Join the discussion 5 Comments

  • Avatar Deb says:

    Hi guys, I have been following LCHF for a while, or should I say my family has been. Well Christmas comes up and we talk about the meat we would like. We had ham last year, much to my dislike. So ham comes up again this year, but I decide to look up more about this and I know it is processed. I also read about meat as maybe a carcinogenic for bowel cancer, from the cancer society. Processed food like ham and bacon as a carcinogenic. I feel a little sick. We cut down red meat to once or twice a week, but I feel bad when you dish up food for your family, that may not be good and it is so easy to get mixed up on the research that comes at us from the media and latest announcements. What is your opinion on the red meat issue relating to bowel cancer and what do you guys have for Christmas?
    Wishing you all Merry Christmas and a Safe and Happy New Year!

    • What The Fat? What The Fat? says:

      Hi Deb, the evidence linking meat to bowel cancer isn’t very strong, and is inconsistent. In particular, there’s no experiment in animals where feeding meat has caused cancer and 2 in which feeding bacon has reduced cancer proliferation. Other factors are more convincingly causal, for example selenium deficiency (commonest in the South Island of NZ where bowel cancer rates are highest) and excess insulin levels.
      The meat-causes-cancer idea was already firmly entrenched in vegetarian beliefs in the 19th century, attempts to test it came much later and have not amounted to much.
      Here’s a blog we wrote about a “meat and cancer” association in the EPIC data
      Here’s a discussion of selenium deficiency as a factor explaining other inconsistent results in EPIC
      And here’s a discussion of insulin resistance as a risk factor

      Thus, getting an adequate intake of nutrients helps to prevent cancer, keeping insulin low by keeping refined carbs low and total energy adequate but not excessive helps prevent cancer. Processed meat may be relatively low in micronutrients, while meat especially processed meat is often eaten – with refined carbohydrates – by people in labouring jobs who are exposed to workplace carcinogens or the effects of shift work; this carcinogen and shift work exposure is not measured in diet epidemiology, so we do not know how far it can explain the small associations sometimes seen in epidemiological studies. I’ll be eating roast lamb on Xmas day, but keeping desserts to a minimum.
      Ham isn’t my first choice, for reasons of animal welfare as well as the complications of processing, but it is just one meal out of the year, and it’s important to enjoy it with one’s loved ones if at all possible!

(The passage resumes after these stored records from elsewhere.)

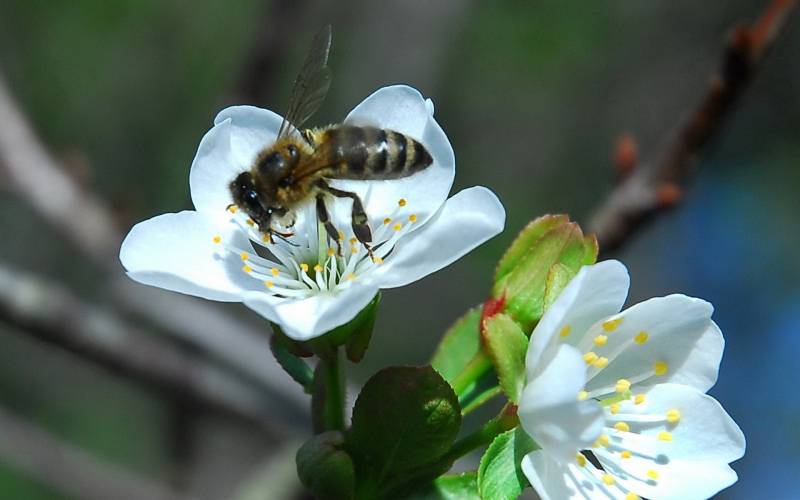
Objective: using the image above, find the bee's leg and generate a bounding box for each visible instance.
[317,193,342,257]
[318,181,375,258]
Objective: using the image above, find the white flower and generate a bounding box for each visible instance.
[120,85,505,340]
[519,261,745,500]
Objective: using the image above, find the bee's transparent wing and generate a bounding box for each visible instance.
[278,24,331,137]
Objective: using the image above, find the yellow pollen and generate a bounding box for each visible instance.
[603,318,622,332]
[614,378,631,393]
[667,408,681,424]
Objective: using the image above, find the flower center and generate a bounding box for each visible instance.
[211,199,417,298]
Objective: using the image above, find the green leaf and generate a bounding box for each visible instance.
[295,431,356,500]
[431,306,481,383]
[478,427,538,500]
[406,471,481,500]
[347,366,461,498]
[484,313,528,404]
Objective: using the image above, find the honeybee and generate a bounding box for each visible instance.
[230,25,433,255]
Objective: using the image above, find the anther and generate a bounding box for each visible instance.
[614,378,631,393]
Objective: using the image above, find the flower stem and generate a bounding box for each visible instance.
[319,349,345,431]
[453,350,492,398]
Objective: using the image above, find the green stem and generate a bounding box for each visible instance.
[453,350,492,397]
[319,349,345,431]
[461,385,503,417]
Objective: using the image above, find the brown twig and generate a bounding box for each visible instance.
[0,408,198,500]
[0,264,304,430]
[589,0,795,254]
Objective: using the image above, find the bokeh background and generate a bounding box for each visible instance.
[0,0,800,500]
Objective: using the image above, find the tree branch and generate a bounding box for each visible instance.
[589,0,795,254]
[0,408,197,500]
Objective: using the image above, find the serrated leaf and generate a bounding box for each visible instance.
[478,427,537,500]
[431,306,481,383]
[347,366,461,496]
[484,313,528,404]
[406,471,481,500]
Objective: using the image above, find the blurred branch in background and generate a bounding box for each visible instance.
[0,69,308,428]
[0,408,192,500]
[0,264,288,430]
[589,0,795,254]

  • Avatar Mary McDonald says:

    This is a great refresher. Have just got in from lunch at Chelsea Sugar today and had a delicious lunch of two poached eggs, mushrooms, no toast. All delicious and satisfying.

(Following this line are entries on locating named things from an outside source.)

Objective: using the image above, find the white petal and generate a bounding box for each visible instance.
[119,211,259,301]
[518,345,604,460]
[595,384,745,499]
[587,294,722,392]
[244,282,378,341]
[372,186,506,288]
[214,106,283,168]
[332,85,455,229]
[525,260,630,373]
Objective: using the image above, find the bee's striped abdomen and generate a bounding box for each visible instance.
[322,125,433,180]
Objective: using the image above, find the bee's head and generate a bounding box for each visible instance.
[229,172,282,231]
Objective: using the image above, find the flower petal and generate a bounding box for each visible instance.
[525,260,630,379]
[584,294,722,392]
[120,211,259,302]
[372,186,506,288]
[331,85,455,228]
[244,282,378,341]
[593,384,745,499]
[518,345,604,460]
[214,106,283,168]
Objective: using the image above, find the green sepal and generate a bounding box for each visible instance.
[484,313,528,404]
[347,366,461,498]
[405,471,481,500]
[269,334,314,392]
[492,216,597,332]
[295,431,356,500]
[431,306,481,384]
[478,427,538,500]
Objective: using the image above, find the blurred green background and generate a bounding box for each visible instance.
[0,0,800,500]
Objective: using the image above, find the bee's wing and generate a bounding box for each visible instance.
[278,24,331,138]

  • Avatar Sandy Duncan says:

    Wonderful article, the best I have read. A very clear and balanced view. Thoughtful eating I would call it. I lost two stone a few years ago by replacing carbs with proteins. Have just started again but this time with fat rather than protein focus. Also reducing to one big and one small meal a day. Thanks for your perspective on the subject.

  • Avatar Trudy says:

    I think #6 is one of the most important ideas about LCHF to remember. When I talk to people about our way of eating I tell them that what works for me may not work for them, but the basics are the same for all of us. Thank you for reminding us of the basic tenants of LCHF.